“Baby” or “Doll”

To take the pulse of Turkish high society at play you could do worse than head for Bebek, between Arnavutköy and Rumeli Hisarı, which is a suburb with a well-deserved reputation as a place to see and be seen.  The coast road narrows as it makes its way through Bebek which slows the traffic down, making it easier to eye up a great choice of restaurants with something for everyone but mostly for the better off.

A solid wedge of shops and restaurants blocks the view of the Bosphorus from the main stretch of Bebek high street but as you come in from Kuruçeşme you will see a pleasant waterside park with plenty of benches where you can sit and watch the boats go by. Then at the Küçük Bebek end of the high street as it heads out towards Rumeli Hisarı the water side of the road turns into a delightful promenade where you can join the fishermen and sunbathers who crowd in in the summer.

Bebek is home to Turkey’s most prestigious university, Boğaziçi (Bosphorus) University, which hunkers down on the hillside in buildings of Victorian sturdiness amid extensive grounds overlooking the strait.bebek5

Around Bebek

The small but pleasing waterside Türkan Sabancı Park comes equipped with exercise machines, a dog-walking pound  and a tree with mosaic embedded in its bark. A statue of the Iraqi-born poet Fuzuli (1480-1556) forms a somewhat surprising centrepiece but really this is a place to come to people-watch rather than  try and get inside the heads of the urban decision-makers.

Overlooking the park on the Kuruçeşme side stands the magnificent Art Nouveau building that houses the Egyptian Consulate/Hıdiva Sarayı. Dating back to 1902 and completed renovated in the 2010s, it was designed originally for Emine Hanım, mother of the last Egyptian Khedive, Abbas Hilmi, who later had a summer house built for himself on the opposite side of the Bosphorus at Çubuklu. It is not absolutely certain whose eye lay behind the building’s design. Although it’s usually claimed for Raimodo d’Aronco, it’s just as likely that it was designed by either of the two Austrian architects, Fabricius and Antonio Lasclac.

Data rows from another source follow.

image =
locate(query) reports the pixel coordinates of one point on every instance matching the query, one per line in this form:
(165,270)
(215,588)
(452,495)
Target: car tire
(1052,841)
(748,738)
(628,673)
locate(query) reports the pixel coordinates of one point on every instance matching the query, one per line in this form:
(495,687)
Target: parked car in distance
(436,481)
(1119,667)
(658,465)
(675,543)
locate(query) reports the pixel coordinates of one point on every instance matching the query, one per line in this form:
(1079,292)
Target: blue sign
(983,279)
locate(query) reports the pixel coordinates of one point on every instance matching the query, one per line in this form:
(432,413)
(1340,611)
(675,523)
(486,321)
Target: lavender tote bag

On the other side of the park, right by the water, stands the small and not especially exciting, heavy-domed Bebek (Hümayunbad) Cami, a work of the First National architect, Kemalettin Bey, and dating back to 1912. Its longer name commemorates a palace on the site that was built for Sultan Ahmed III and demolished in the mid-19th century by Sultan Abdülmecid.
bebek2As you head out of Küçük Bebek you will see the gate that leads up to the Boğaziçi Üniversitesi (Bosphorus University) campus with its impressive buildings set in grounds that will remind many British visitors of an Oxbridge College and American visitors of an Ivy League campus such as Harvard. Founded by Cyrus Hamlin (1811-1900) and Christopher Robert (1802-78) in 1863 as Robert College, the first American college outside the USA, it was turned into a university in 1971 at which time the college relocated to Arnavutköy and added a sister college for girls.
Bebek’s other attractions also lie on the steep slopes inland. It’s worth looking for the Kavalyan Konağı, erected in 1751 and so one of the oldest – as well as largest – wooden buildings to survive in the city, albeit in a poor state of repair. bebek3Kavalyan Konağı, 2009
The back streets are also home to the Lazarist Church of Sacre Couer (1908) and to the Greek Orthodox Church of Hagios Haralambos built in 1832 but only given a belltower in 1962.
The stroll along the shore via Aşiyan to Rumeli Hisarı is one of the great pleasures of the city. As you walk look out on the inland side of the road for the 17th-century Kayalar Mescidi and then for the rust-red Yılanlı Yalı (Snake Mansion), a reconstructed take on an 18th-century original which acquired its peculiar name when an official tried to deflect Sultan Mahmud II’s excessive interest in it by endowing it with tales of evil serpents.
Eating
Bebek is almost too full of delightful places to eat and drink. Some of my favourites include (and I make no apologies for including Starbucks since this particular branch has a wonderful deck looking over the water):
Bebek Balıkçısı. Tel: 0212-263 3447
Lucca. Tel: 0212-257 1255
Poseidon. Tel: 0212-263 3823
Starbucks. Tel: 0212-287 4363
Sleeping
Bebek Hotel. Tel: 0212-358 2000
Transport info
Most of the buses running along the western shore of the Bosphorus pass through Bebek and Küçük Bebek.
Infrequent commuter ferries to Eminönü and back leave from the Bebek ferry terminal (https://www.sehirhatlari.istanbul/).
Dolmuşes to Bebek leave from the main square in Beşiktaş passing through Kuruçeşme and Arnavutköy.
Deniz dolmuşes (sea dolmuşes) ply between Galataport and Bebek, stopping at Beşiktaş, Ortaköy and Arnavutköy. They are relatively pricy and only accept temassız (contactless) card payment – half price if you use a Mastercard.